Dr. Dekkers said that when one uses the 20% (i.e. generic) price for comparisons, it is hard to show continuously improvement of new drugs even though they are significantly better than older ones. It is "a huge dilemma [and] if we don’t solve it we will take away the economic motivation" for high-risk innovative projects. …

"[I]f the automotive industry have [sic] patents like we have, we would all still be driving around in Volkswagen Beetles from the 60s. All the innovations and continuous improvements VW has made would not have justified the price differential".

The key point that Dekkers misses is that in pharma, “better” – and, more specifically, the value of “better” – is a function of the current standard of care.
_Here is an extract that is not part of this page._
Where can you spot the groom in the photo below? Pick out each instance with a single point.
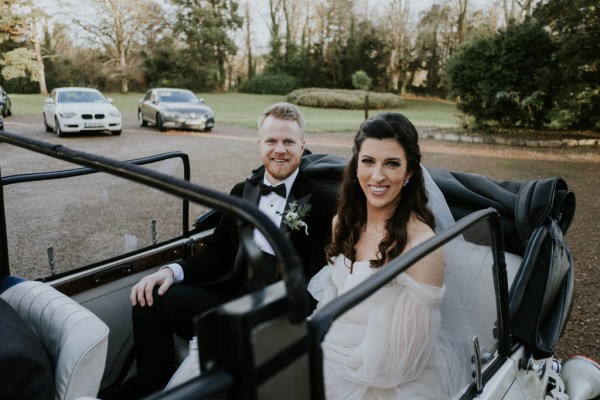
(165, 301)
In a market in which cheap agents are unavailable or ineffective, it’s not unreasonable to argue that it’s worth paying for even modest clinical improvements.
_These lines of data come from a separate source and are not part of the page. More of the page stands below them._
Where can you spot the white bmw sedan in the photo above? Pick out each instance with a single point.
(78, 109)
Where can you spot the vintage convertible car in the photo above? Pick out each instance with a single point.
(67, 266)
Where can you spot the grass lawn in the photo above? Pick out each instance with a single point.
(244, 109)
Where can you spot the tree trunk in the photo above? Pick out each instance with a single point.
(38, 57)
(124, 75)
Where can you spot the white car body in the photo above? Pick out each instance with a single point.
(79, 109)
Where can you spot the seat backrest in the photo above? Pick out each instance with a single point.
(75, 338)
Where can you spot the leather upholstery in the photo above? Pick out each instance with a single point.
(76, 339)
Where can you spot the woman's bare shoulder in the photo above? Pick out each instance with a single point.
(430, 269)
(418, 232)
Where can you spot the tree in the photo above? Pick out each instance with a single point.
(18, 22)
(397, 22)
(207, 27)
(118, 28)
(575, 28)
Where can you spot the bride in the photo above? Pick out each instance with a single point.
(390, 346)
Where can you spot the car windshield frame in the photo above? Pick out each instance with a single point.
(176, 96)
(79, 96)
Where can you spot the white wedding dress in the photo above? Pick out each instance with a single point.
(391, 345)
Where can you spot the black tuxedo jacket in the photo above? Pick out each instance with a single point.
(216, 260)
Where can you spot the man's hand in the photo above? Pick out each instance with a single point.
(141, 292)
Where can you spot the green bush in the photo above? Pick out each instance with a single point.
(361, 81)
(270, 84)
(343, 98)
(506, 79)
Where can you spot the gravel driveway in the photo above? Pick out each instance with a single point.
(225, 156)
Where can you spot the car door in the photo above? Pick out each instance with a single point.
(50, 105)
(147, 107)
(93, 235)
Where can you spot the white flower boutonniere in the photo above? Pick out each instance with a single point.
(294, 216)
But in a clinical area that’s well-served by generics, you need to be not just better, but much better, to justify charging standard branded drug prices. An incremental innovation isn’t worth much more than an incremental price premium.

This is just one reason why pharma companies need to hold themselves to excruciatingly high standards when developing drugs in clinical areas in which cheap, safe, and effective drugs already exist. If new agents for hypertension, hyperlipidemia, and diabetes, for example, are only modestly better for most patients than the slew of generic alternatives, but priced at conventional branded-drug levels, they’ll be used sparingly, if at all - and rightfully so.
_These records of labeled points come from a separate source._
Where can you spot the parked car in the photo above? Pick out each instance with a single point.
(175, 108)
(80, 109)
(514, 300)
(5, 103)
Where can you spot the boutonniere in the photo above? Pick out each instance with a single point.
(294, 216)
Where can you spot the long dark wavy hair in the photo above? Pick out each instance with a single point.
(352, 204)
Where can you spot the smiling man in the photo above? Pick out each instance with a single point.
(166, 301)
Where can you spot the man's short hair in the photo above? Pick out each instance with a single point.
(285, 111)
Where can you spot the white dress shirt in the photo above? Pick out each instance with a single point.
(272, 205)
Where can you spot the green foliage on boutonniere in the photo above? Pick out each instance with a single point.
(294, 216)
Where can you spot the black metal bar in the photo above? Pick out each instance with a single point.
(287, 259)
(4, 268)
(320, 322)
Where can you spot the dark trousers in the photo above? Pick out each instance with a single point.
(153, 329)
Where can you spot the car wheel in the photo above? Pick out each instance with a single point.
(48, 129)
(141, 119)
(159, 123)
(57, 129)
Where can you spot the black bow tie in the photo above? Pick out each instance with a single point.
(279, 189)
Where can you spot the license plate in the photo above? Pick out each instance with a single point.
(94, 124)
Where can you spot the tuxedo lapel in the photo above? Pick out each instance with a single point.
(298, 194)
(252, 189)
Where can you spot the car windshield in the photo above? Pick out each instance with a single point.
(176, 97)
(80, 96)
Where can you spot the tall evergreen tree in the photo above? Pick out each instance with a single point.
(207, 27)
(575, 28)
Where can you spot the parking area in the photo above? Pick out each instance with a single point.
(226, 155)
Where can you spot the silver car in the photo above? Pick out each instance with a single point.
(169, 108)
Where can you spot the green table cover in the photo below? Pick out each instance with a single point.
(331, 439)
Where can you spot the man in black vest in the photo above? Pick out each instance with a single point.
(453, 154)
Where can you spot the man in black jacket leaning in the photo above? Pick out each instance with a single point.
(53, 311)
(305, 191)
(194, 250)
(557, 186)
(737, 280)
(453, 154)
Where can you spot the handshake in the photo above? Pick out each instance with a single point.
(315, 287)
In fact, comments like Dekkers’ suggest that some pharma execs may not yet realize that there are only three options for a new drug in a genericized, well-served market: a premium-priced option uniquely suited to a high-need population (e.g., patients who have failed to respond to cheaper agents); a (relatively) cheap, somewhat differentiated first-line therapy that can compete with generics; or a groundbreaking, transformative therapy that blows the standard of care out of the water (and can be priced accordingly). If you don’t like those choices, pick a different clinical area for drug development.

Furthermore, by invoking Volkswagen as a supporting example, Dekkers perpetuates a long-held but misguided belief in pharma that innovation across all industries by definition requires premium pricing. In fact, the average smartphone price declined (in inflation-adjusted dollars) by almost 40% from 2003 to 2011, and has continued to fall in the face of increasing competition, even as products have become substantially more advanced. Today’s iPhone 6 (~$900 without a contract) costs about a third as much as a 1995 Pentium-based desktop computer (again, in constant dollars), despite the fact that this latest iToy has over 600 times more computing power than its ancient predecessor. Dekkers’ claim that sustained technologic advances are impossible without premium pricing does not appear to be true in some of the most innovative sectors of our modern economy - and pharma would be well-advised to abandon this counter-productive and logically flawed argument.

In pharma, as in most industries, price is a function of value – and value, in turn, depends on the price and performance of the available alternatives. Pharma companies that want to remain commercially viable in genericized markets need to figure out new ways to deliver innovation and remain competitive – and charging premium prices for incrementally better drugs won’t be one of them.